An alternative method of calculating beta is to
calculate a regression. Excel has a
regression tool which can be found in Data Analysis in Tools. Once you have
calculated a regression between Shell and
S&P500 you will find the beta shown as X Variable under the heading Coefficients
and in the regression output. (Note: If your Excel package does not currently
show the Data Analysis option go to Add-ins under Tools and select it to be
loaded). As an alternative to the
full-blown regression analysis, use the Excel’s Slope or Linest function to use
estimate the slope of the linear regression line, which is beta.

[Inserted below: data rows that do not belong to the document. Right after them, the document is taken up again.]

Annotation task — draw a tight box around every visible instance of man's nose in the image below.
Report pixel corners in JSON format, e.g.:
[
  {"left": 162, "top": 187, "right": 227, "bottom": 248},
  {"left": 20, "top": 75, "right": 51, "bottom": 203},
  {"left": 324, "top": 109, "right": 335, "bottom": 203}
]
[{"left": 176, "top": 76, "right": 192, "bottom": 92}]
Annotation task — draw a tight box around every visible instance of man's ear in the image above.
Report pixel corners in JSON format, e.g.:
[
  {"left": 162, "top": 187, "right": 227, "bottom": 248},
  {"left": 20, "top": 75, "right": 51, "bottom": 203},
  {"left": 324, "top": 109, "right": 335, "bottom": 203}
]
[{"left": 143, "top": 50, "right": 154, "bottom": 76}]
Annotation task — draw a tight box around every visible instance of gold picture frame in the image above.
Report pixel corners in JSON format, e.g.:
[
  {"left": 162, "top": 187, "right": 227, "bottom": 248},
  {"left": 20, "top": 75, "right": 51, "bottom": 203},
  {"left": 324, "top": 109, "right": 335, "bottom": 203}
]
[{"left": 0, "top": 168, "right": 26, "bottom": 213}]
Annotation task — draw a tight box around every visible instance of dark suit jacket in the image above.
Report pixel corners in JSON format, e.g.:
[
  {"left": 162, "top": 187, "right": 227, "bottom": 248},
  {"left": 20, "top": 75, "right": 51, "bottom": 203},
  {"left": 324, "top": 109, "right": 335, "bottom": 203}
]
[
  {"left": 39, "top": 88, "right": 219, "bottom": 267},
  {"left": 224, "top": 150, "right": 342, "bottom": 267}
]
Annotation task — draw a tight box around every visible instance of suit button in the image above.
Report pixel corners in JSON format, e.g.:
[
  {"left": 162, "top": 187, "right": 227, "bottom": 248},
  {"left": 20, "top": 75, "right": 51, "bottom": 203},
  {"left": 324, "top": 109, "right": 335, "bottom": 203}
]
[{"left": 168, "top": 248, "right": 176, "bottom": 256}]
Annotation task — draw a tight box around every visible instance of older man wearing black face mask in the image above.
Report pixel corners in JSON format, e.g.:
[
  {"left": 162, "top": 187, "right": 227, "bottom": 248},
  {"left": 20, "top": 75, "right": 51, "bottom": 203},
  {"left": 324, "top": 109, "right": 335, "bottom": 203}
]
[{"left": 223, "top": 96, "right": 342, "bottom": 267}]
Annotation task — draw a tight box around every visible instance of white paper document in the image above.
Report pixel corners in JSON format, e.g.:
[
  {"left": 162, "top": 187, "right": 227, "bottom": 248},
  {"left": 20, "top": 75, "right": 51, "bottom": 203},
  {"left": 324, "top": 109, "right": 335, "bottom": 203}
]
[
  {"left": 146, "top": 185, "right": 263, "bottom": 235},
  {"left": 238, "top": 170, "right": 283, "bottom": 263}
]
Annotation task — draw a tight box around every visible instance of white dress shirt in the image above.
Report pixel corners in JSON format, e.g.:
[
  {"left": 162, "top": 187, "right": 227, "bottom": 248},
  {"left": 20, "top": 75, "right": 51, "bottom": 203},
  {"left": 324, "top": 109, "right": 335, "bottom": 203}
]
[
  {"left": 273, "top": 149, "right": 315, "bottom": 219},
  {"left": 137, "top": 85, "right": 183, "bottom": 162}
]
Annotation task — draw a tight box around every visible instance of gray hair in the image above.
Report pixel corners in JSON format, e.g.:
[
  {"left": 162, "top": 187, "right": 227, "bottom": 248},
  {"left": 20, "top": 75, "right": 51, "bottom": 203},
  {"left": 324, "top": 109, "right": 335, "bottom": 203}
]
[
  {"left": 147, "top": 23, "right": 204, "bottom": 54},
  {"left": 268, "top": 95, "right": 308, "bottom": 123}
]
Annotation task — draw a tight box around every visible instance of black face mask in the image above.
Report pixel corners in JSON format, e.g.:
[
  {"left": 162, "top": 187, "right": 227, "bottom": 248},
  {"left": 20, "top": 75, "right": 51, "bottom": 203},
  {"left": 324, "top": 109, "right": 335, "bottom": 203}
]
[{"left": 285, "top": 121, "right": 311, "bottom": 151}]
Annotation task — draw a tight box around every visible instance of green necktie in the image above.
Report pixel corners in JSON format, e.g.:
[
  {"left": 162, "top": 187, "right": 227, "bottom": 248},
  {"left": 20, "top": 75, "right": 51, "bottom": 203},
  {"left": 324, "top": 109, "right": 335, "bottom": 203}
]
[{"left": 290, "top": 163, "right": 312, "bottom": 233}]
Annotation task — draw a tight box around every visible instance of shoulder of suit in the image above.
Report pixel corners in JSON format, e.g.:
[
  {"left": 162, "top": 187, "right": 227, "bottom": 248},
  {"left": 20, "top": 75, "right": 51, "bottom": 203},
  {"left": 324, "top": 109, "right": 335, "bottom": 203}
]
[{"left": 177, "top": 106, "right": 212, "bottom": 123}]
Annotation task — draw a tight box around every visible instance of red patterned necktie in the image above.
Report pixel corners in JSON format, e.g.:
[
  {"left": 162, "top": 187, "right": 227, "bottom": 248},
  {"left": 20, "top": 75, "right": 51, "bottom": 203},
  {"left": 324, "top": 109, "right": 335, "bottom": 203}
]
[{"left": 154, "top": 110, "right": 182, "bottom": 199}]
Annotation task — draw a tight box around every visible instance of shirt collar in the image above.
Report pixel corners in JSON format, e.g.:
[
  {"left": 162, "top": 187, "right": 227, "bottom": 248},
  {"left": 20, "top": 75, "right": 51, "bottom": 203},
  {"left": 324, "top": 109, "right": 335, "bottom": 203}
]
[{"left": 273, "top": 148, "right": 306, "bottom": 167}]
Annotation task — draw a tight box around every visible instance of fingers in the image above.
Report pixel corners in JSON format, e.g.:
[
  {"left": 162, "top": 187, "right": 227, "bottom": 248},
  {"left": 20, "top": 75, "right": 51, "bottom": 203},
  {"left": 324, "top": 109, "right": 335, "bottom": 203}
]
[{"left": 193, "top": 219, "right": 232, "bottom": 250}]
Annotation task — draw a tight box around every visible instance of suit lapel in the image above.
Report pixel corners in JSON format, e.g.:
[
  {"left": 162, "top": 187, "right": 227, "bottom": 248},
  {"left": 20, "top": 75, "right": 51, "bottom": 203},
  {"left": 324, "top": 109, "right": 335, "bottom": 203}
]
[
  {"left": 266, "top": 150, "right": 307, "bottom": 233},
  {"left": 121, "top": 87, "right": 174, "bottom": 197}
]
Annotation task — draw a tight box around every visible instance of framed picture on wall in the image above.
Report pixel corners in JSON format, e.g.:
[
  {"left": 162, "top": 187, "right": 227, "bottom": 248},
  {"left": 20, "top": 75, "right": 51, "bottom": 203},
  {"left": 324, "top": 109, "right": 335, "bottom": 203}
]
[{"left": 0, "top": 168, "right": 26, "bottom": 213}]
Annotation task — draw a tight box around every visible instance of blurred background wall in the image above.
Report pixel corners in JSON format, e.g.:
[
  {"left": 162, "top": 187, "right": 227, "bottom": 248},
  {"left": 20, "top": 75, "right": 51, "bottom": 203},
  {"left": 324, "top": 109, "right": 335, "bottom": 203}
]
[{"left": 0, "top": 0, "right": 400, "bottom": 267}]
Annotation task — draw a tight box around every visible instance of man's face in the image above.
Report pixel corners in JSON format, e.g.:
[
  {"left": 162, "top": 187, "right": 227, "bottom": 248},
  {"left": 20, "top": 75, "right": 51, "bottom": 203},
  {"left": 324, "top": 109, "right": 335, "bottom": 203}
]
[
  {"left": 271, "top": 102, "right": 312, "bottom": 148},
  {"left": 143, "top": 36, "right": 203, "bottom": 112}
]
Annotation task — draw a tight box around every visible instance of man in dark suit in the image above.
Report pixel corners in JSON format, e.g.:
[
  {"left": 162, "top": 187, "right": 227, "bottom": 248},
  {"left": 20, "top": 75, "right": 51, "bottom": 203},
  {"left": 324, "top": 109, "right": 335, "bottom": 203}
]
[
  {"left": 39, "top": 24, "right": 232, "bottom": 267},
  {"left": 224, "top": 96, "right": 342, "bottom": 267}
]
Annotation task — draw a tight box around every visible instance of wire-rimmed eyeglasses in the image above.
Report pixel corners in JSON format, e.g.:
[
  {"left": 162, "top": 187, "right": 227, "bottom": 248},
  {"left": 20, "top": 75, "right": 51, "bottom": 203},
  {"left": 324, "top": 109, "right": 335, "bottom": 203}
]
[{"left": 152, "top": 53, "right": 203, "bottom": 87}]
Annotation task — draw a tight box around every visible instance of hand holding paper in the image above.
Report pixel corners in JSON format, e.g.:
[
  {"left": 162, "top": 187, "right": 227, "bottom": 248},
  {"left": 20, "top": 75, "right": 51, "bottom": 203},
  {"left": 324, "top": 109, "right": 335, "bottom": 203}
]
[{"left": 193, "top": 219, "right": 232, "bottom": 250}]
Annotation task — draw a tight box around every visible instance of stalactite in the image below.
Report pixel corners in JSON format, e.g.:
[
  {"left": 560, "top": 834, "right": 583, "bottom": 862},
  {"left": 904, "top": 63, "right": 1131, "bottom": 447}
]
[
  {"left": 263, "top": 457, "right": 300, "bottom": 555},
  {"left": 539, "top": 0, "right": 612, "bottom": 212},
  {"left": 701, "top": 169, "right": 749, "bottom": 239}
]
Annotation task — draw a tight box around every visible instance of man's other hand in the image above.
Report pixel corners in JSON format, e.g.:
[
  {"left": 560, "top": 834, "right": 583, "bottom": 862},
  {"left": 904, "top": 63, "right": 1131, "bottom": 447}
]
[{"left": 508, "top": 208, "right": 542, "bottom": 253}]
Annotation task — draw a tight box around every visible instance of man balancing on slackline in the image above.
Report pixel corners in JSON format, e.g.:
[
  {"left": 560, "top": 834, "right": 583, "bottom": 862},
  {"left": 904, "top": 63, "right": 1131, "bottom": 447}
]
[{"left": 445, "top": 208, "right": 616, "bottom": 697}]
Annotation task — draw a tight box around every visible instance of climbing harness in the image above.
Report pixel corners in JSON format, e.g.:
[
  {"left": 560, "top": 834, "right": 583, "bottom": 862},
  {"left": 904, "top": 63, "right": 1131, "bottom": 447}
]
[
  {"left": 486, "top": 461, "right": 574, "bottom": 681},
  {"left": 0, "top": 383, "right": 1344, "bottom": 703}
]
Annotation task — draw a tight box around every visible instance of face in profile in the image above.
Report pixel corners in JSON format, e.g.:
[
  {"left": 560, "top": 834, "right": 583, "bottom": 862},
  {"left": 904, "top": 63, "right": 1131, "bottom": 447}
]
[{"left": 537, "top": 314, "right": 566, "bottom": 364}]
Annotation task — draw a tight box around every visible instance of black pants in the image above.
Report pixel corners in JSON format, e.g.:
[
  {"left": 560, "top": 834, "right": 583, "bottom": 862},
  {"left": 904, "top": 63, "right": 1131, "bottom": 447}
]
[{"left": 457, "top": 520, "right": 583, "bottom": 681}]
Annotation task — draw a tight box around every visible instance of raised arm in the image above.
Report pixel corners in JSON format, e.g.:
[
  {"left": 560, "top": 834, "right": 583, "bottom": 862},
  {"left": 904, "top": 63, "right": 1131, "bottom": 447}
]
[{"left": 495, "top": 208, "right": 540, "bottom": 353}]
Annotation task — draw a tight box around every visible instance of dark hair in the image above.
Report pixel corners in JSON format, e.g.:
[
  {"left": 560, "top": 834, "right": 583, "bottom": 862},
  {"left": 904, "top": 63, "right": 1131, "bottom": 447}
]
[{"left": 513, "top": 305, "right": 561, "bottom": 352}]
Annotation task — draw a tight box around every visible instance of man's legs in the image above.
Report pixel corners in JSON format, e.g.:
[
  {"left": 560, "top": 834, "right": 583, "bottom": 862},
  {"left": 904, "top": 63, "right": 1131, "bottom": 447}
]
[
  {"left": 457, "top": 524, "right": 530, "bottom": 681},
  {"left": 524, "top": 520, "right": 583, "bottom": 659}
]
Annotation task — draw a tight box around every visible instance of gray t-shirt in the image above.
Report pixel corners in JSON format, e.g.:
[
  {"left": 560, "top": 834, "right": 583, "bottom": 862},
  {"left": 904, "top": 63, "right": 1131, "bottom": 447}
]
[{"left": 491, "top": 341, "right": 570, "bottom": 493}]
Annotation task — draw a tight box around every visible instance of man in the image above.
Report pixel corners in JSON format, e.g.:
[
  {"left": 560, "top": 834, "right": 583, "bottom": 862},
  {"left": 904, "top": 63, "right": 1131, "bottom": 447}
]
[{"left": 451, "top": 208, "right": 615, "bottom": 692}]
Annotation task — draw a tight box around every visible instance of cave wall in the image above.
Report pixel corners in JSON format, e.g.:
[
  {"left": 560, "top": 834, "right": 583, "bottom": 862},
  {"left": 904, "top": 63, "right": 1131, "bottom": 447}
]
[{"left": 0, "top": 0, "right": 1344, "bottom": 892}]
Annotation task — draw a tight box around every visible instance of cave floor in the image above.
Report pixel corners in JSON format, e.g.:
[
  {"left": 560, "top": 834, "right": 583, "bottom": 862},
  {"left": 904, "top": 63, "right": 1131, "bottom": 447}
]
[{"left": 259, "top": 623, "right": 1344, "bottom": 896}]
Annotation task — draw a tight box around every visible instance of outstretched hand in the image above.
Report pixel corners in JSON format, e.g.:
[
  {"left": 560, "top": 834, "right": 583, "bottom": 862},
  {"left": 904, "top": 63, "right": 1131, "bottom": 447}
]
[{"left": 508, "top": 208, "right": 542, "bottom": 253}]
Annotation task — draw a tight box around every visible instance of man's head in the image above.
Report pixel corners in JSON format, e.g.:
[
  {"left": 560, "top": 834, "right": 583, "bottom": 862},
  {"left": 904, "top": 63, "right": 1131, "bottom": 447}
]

- What is the annualized average return for Shell, Microsoft, and
the S&P 500? Please convert
your answers to percentages.
(Hint: translate the monthly average return into an Annual
Percentage (or Quoted) Rate = APR.)
- Now use the CAPM to estimate Shell’s and Microsoft’s required
return at the end of June 2001.
Use the annualized average return for the S&P 500 (from the
last question) over the 3-year period as the estimate for the market
return and the June 2001 3-month T-bill rate of 4% as the risk-free rate.
- Noticing that the market return is too low for your tastes in #6
and #7, re-estimate required returns for Shell and Microsoft using the
historical average market risk premium of 9.5% and the same T-bill rate of
4%.
- Would you have liked either Shell or Microsoft as investments if
you thought their expected returns were their annualized average returns
from questions #6? Explain your
answer.
- Now imagine at the end of June 2001, you did exhaustive analysis
and called your Psychic Friend and expected Shell’s stock price to reach
$56 in a year and Microsoft’s to reach $85 in a year. What’s the expected return for each
stock, and would you have bought either of these stocks? Explain your answer.
- What is the current price of Shell and Microsoft? Assuming it’s been 3 months since the
end of June, what is each stock’s APR (annualized return)?
- Now, download into Excel
the NASDAQ’s (ticker: ^IXIC) monthly data for the three-year period from
the 1st July1998 to 30th June 2001 using the instructions outlined above.
Using the closing price data calculate the monthly returns.
- Calculate the beta and then the required return for Microsoft only
(since it trades on the NASDAQ) using the NASDAQ monthly returns as the
market proxy. Use 4% has the risk
free rate and the difference between the historical average return for
Small-Company Stocks and U.S. Treasury Bills from Table 6-1 on page 171 of
your textbook as the market risk premium in the CAPM.